Variety (many types) Volume Velocity Veracity (many sources) Value
Define Big Data
Data which is beyond the capacity of traditional processing technologies.
What are the different layers of Data Structuring?
Structured - Well defined model
Semi-structured - Definition embedded within data, eg XML
Quasi-structured - Erratic structure, eg web click streams
Unstructured - No structure, eg image, text
What are the Challenges of Scale?
Infrastructure Architectural complexities Security Data quality Ethics
How to deal with Scale?
Two options:
Apache/Hadoop - Open source framework.
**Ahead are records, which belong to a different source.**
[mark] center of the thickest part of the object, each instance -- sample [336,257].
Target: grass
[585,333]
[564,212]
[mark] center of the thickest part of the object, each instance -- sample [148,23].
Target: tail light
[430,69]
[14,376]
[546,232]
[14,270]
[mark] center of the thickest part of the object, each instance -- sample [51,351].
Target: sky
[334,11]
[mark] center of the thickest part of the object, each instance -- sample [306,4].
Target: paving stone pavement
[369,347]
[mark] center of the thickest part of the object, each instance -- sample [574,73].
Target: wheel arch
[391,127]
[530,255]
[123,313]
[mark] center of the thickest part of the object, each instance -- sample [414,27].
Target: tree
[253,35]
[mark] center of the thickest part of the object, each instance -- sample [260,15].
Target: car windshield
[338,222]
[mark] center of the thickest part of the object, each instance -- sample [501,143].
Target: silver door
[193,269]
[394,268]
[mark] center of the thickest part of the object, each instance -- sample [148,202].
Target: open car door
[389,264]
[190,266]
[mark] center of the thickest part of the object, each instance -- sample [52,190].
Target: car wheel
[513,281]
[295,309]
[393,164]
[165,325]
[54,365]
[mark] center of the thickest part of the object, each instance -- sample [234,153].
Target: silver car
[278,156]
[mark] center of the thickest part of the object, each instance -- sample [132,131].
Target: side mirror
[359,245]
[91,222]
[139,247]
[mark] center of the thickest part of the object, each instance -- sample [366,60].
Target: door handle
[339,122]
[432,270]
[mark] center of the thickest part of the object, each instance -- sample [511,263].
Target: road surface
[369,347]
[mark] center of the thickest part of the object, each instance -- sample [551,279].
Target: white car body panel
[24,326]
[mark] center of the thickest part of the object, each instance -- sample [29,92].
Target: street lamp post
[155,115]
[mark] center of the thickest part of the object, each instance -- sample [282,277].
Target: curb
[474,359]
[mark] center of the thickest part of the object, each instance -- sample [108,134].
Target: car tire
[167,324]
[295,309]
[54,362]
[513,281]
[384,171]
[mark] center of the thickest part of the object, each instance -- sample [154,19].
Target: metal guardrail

Uses non-specialised computers.
Cloud - On demand computing capacity, eg AWS, Azure.
What is Master Data Management?
Organisations capture data about the same real world items, with slight differences in data structure and value.
MDM is setting one dataset as the Canonical Gold Standard, representing the absolute truth for reference.
What are Controlled Vocabularies?
They provide a reference system for data and terms, promoting consistency.
What are the stages of Data Migration?
Project based, not process. Selection Preparation Extraction Transformation Deposition
What are some types of Data Migration?
Database Migration
Application Migration
Business Process Migration
What are the selection criteria for Data Integration Tools?
Future Scalability
Implementation
Support Costs
What is Data Synchronisation?
Ensuring consistency when an organisation has multiple copies of data.
A data steward oversees the day-to-day management of the dataset and sets validation rules. Data owner approves these rules and sets the framework for managing the dataset.
To think about: ownership, updates, format, security, data quality, performance, maintenance.